Nepal | July 19, 2019

‘Cervical cancer treatment possible if detected early’

Himalayan News Service
  • Cervical cancer can be detected in an early stage through Pap smear screening

Kathmandu, January 26

As the world is celebrating Cervical Health Awareness Month to raise awareness on cervical cancer, a large number of women continue to suffer from disease in the country.

As per Bhaktapur Cancer Hospital, six patients are diagnosed with cervical cancer at the hospital each week. Lack of pelvic examination and public awareness on cervical cancer are mainly to blame for increased number of cervical cancer patients in the country.

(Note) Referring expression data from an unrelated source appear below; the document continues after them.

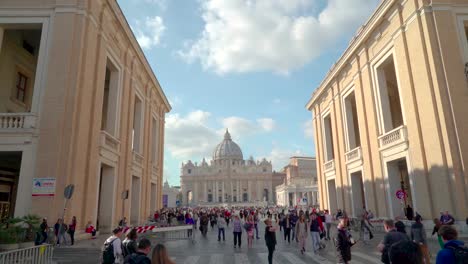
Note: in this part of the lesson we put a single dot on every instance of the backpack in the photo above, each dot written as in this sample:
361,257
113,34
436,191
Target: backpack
108,252
460,253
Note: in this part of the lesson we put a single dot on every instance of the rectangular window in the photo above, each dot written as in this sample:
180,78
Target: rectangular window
21,83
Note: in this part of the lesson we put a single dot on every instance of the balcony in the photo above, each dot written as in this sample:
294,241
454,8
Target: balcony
109,142
329,166
353,155
393,138
17,122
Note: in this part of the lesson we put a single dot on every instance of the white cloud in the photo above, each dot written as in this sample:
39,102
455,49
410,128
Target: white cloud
308,127
149,31
270,35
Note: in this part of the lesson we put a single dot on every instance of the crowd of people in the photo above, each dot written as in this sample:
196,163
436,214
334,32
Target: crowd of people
397,246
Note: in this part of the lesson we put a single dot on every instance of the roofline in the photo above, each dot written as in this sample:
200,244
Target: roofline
363,33
116,7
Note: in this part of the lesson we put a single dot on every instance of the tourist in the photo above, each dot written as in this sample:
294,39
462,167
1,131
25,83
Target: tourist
301,233
189,221
435,230
140,256
221,227
315,229
159,255
237,231
112,250
405,252
343,242
392,237
44,229
270,239
129,245
447,219
249,227
328,222
90,230
418,236
287,228
71,230
451,244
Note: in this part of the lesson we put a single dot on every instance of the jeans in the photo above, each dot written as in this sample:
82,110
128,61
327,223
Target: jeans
237,238
328,230
270,254
315,240
220,230
287,234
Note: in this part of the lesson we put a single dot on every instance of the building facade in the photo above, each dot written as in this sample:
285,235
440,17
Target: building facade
390,116
79,104
228,179
300,184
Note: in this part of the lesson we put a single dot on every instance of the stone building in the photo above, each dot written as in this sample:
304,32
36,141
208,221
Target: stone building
390,116
300,182
227,179
79,104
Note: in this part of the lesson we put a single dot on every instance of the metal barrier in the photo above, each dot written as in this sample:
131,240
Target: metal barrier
186,232
34,255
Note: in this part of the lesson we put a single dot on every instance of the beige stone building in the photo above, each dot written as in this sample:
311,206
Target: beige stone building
391,114
228,179
300,184
79,104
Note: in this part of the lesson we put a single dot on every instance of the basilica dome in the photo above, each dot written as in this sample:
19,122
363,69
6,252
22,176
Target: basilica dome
227,149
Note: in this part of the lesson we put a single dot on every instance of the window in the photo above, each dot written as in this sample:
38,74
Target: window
21,87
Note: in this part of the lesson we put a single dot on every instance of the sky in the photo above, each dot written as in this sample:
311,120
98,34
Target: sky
249,66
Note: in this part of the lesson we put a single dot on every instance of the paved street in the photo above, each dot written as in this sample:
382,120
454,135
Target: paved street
209,250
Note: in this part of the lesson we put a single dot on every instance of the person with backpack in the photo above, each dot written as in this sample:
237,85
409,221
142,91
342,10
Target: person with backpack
140,256
112,249
454,251
129,245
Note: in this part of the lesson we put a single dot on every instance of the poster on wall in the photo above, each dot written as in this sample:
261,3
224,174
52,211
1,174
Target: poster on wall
43,187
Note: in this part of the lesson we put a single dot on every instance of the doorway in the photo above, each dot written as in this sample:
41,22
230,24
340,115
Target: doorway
106,198
357,189
398,179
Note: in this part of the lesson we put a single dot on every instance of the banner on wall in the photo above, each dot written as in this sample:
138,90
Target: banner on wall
43,187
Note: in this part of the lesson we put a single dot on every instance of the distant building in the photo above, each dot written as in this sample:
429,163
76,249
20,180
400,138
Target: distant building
390,117
79,104
300,184
170,196
228,178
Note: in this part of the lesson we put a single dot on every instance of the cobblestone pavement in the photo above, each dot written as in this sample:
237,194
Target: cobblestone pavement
209,250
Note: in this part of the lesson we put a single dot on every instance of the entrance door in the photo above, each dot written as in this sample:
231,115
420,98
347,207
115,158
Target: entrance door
106,199
358,193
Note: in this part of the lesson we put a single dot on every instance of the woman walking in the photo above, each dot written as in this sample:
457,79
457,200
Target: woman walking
237,231
71,230
343,242
250,230
301,233
418,236
270,239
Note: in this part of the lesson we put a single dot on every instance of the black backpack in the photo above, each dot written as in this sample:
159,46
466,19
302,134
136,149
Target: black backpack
460,253
108,252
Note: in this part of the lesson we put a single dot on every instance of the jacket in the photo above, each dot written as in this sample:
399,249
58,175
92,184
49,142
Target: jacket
445,255
343,246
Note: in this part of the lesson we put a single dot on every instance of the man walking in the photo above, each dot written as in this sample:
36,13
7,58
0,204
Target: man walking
392,237
140,257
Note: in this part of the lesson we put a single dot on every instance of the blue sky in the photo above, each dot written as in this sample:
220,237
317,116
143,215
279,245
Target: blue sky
246,65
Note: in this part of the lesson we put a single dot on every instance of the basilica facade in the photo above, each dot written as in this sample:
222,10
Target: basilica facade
228,178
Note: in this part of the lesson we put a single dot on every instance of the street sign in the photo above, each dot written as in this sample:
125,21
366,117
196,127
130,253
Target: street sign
68,193
400,194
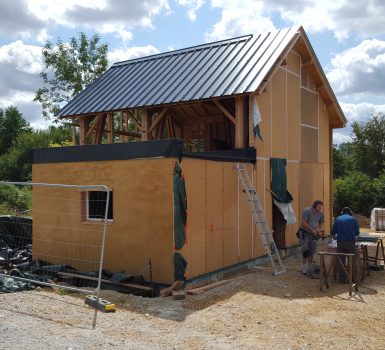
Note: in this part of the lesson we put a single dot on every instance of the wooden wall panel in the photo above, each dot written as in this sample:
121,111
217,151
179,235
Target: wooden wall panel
194,171
279,120
142,227
230,227
324,146
309,144
215,248
309,107
294,117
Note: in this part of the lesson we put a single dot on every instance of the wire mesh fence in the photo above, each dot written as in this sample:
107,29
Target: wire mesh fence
55,237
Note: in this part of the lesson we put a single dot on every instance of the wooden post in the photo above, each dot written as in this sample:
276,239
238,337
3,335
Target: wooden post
145,126
73,133
241,121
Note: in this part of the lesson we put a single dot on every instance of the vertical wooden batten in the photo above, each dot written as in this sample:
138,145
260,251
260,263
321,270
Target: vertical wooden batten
241,121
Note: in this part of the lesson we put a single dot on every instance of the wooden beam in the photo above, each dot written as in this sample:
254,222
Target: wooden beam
84,125
134,118
158,119
111,127
121,125
241,119
94,125
125,133
225,111
100,129
145,126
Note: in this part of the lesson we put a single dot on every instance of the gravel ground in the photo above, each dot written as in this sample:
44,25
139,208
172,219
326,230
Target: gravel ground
254,311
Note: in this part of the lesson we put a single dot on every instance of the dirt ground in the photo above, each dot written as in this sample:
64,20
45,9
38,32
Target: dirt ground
256,310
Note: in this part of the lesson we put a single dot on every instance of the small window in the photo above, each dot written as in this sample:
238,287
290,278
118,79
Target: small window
96,205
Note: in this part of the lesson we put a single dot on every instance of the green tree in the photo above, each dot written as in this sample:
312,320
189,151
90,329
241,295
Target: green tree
15,165
356,191
369,144
68,69
12,124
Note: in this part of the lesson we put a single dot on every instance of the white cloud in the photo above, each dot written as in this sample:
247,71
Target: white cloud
359,70
18,22
239,18
20,65
359,112
343,17
106,16
130,53
192,7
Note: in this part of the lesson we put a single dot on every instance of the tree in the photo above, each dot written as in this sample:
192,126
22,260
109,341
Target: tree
68,69
12,124
344,161
369,144
356,191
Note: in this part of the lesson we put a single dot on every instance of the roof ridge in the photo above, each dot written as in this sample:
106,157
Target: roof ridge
185,50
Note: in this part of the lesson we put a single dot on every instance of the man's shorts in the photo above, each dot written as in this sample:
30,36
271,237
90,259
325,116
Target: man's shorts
308,245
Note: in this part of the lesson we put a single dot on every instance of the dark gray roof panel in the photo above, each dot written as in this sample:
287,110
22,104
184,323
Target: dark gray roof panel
223,68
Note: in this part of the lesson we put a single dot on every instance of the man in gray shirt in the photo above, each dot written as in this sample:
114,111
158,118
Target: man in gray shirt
312,224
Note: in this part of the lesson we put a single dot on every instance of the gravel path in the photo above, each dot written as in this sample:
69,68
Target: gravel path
254,311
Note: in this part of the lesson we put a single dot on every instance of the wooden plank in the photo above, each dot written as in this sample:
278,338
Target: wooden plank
131,285
111,127
158,118
239,123
225,111
146,135
200,290
100,129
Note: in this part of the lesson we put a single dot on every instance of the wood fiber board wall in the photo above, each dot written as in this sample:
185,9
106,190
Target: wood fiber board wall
142,226
230,227
294,117
309,107
264,101
309,144
279,120
195,249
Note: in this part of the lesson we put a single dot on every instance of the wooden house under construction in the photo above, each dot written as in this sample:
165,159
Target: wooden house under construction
165,133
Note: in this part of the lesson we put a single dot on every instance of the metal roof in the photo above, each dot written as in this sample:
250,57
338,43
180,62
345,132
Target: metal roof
218,69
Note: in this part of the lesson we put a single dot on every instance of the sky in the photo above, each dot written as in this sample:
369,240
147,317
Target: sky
347,36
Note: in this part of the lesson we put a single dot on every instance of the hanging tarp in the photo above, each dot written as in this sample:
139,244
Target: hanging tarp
180,208
180,265
256,117
287,211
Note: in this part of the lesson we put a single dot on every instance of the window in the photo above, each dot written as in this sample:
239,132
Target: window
96,205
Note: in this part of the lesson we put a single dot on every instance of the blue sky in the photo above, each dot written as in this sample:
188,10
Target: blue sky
347,36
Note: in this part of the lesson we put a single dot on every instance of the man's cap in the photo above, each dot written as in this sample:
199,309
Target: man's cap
347,210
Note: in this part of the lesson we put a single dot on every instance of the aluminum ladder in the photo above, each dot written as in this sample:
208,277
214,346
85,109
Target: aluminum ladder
260,220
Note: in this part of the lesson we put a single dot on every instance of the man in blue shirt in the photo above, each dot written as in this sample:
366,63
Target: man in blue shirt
345,229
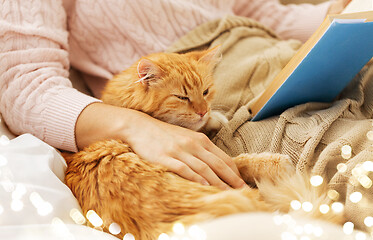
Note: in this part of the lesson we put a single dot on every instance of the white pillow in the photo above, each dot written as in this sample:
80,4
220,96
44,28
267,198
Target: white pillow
36,204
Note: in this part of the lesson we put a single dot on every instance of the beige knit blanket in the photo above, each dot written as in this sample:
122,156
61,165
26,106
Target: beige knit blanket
313,134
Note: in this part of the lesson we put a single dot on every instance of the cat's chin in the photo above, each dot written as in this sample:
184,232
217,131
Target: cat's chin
198,125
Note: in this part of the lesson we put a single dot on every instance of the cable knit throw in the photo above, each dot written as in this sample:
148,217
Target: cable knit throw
313,134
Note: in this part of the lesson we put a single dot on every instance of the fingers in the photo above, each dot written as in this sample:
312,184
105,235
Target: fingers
222,169
204,170
210,162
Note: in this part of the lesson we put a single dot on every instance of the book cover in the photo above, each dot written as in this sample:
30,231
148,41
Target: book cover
323,67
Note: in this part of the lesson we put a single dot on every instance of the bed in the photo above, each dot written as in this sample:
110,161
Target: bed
36,204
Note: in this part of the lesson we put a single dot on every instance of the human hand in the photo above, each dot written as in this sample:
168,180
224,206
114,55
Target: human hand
189,154
338,6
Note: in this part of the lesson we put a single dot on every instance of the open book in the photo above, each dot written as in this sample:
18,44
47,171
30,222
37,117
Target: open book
322,67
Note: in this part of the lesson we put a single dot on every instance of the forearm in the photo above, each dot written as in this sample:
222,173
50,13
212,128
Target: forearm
99,121
36,94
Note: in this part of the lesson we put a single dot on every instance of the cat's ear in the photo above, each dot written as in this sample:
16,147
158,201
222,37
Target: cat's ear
148,72
211,56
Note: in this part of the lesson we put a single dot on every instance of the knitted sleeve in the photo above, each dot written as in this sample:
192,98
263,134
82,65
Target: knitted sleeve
297,21
36,95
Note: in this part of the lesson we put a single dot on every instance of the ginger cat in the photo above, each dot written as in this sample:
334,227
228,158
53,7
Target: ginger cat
145,199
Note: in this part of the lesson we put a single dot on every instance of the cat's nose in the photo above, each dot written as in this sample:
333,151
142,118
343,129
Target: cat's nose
202,113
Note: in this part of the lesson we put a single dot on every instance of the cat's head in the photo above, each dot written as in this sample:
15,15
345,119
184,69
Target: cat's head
179,87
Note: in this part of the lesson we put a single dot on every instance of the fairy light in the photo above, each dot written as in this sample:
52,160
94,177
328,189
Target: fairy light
307,206
16,205
19,191
295,204
318,231
333,195
365,181
342,167
7,184
316,180
163,236
77,216
4,140
128,236
348,228
358,170
3,160
337,207
197,233
278,220
368,166
94,218
360,236
324,208
178,228
298,230
346,151
368,221
355,197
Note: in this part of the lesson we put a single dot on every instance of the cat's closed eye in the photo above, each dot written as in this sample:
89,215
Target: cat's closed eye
182,97
206,92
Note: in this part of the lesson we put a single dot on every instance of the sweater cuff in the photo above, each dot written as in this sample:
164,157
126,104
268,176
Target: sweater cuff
61,115
308,22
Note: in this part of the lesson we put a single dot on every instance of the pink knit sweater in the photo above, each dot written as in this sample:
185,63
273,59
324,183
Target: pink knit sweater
40,39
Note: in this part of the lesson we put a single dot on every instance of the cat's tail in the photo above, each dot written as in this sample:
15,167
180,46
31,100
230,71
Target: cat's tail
299,195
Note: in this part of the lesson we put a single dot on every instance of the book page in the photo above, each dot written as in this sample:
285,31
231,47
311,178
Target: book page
359,6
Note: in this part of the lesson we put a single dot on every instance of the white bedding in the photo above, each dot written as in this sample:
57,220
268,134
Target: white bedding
36,204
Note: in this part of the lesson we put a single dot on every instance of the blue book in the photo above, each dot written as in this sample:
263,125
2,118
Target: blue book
323,66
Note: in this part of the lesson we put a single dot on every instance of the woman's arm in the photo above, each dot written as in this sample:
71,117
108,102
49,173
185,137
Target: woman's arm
36,94
37,97
189,154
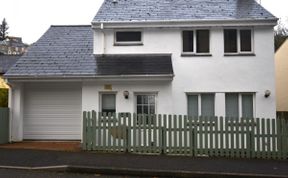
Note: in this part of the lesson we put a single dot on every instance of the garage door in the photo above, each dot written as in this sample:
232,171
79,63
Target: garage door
52,111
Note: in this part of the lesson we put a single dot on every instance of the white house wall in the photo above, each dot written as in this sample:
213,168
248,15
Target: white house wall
217,73
92,89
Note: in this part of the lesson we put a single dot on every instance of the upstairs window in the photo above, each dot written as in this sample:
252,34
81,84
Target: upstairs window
196,41
128,38
238,41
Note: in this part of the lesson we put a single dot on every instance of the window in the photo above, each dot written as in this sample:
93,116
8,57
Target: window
146,104
128,37
237,41
239,105
108,103
197,41
201,104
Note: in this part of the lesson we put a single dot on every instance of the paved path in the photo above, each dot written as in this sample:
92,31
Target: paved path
148,165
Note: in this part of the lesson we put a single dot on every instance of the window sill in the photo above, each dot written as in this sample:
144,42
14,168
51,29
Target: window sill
240,54
129,44
195,55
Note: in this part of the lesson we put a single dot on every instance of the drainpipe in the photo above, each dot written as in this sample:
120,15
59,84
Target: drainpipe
103,40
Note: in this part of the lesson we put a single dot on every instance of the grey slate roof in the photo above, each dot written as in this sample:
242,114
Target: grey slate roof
175,10
7,61
67,51
61,51
134,64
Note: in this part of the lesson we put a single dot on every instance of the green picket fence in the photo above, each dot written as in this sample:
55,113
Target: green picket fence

“Of all cervical cancer cases reported at the hospital, only one or two cases are detected at an early stage. And this makes a difference in successful treatment of the disease.  Most patients come to us when the diseases have already reached an advanced stage,” said Dr Eliza Shrestha Pradhan, PhD, MD, Gynaecology Oncologist, Bhaktapur Cancer Hospital.

Women in the age groups of 34 to 39 years and 64 to 69 years are more prone to the disease. Causes and risk factors of cervical cancer include human papilloma virus (HPV) infection, sex in early age and with multiple partners, smoking, rampant use of birth control pills, and frequent pregnancies, according to the doctor.  “Common symptoms and signs of cervical cancer are abnormal vaginal bleeding,   increased vaginal discharge, bleeding after going through menopause, pain during sex, and     pelvic pain. Anyone showing these symptoms is advised to visit hospitals immediately,” the doctor said.

“Cancer of cervix, however, can be detected at precancerous stage through screening with Pap smear test. The disease can be prevented and successfully treated if the cancer is diagnosed in an early stage,” said Dr Pradhan.

Forty women have been performing Pap smear test each day at the hospital. Any woman involved in sex or any female of reproductive age should undergo Pap smear test once every one to three years to prevent cervical cancer.

As per World Health Organisation, cervical cancer is the fourth most frequent cancer in women with an estimated 5,30,000 new cases in 2012 representing 7.5 per cent of all female cancer deaths, globally. Of the estimated number, more than 2,70,000 deaths resulted from cervical cancer every year and more than 85 per cent of these deaths occurred in less developed countries.


A version of this article appears in print on January 27, 2018 of The Himalayan Times.